Reunião na UBS União. Foto: PMC
Reunião na UBS União. Foto: PMC

 

Na tarde da segunda-feira, 25, a Prefeitura de Canoas anunciou que, em até 60 dias, todas as 28 Unidades Básicas de Saúde (UBS) da cidade receberão um “botão do pânico”, com acionamento de alerta no Centro Integrado de Comando e Controle de Canoas.

A motivação, segundo o órgão, foi após dois homens armados assaltarem a UBS União, no bairro Mathias Velho, na quinta-feira, 21. Conforme informou, assaltantes entraram na unidade e sentaram-se como se fossem usuários, não tendo sequer chamado a atenção dos vizinhos.
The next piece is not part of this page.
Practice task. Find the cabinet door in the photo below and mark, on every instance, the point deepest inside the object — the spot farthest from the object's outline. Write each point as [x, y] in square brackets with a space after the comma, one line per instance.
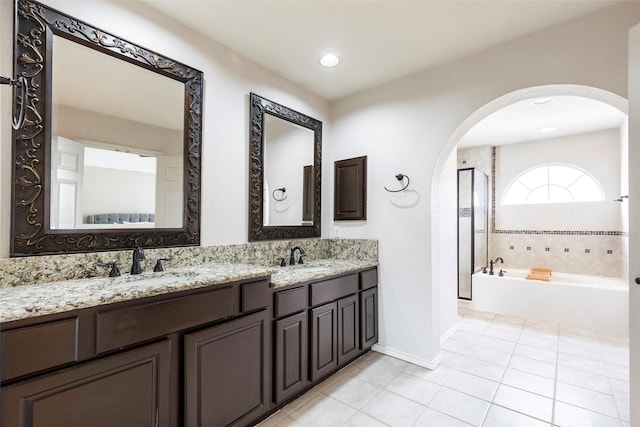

A prefeitura acredita que este tenha sido a primeira ocorrência deste porte – com utilização de arma de fogo – em um equipamento de saúde.

Outra medida tomada foi a realização de uma reunião, no dia seguinte ao episódio, com representantes das Secretarias Municipais de Saúde (SMS), de Segurança Pública e Cidadania (SSPC), da Brigada Militar (BM), Conselho Local de Saúde e a comunidade civil. O encontro aconteceu na própria UBS União, que não parou de funcionar, a fim de buscar ações para que episódios como este não voltem a acontecer. Deste encontro, saiu a proposição, também, de implantar câmeras fixas dentro das unidades, conectadas à Central de Monitoramento.

Uma enfermeira que preferiu não ser identificada informou à equipe de reportagem que os assaltantes levaram apenas pertences pessoas de três funcionários que trabalhavam no local e três pacientes que aguardavam o atendimento e que a estrutura parou apenas na sexta-feira, 22, já retornando ao funcionamento. “Inclusive tinha guardas aqui na frente, mas só na sexta- feita. Agora não te mais”, reclama lembrando que agentes da Guarda Municipal e da BM chegaram a ficar na unidade, mas apenas no dia após o incidente.

A respeito do botão de emergência, não acredita que a solução chega rápido. “Está muito longe disso. Não tem nem a rede”, comenta. Segundo relatos as pessoas foram amarradas e levadas para uma sala, onde ficaram trancadas por cerca de 40 minutos, o tempo de ação dos criminosos. Até o momento, a Prefeitura não sabe confirmar se alguém foi preso.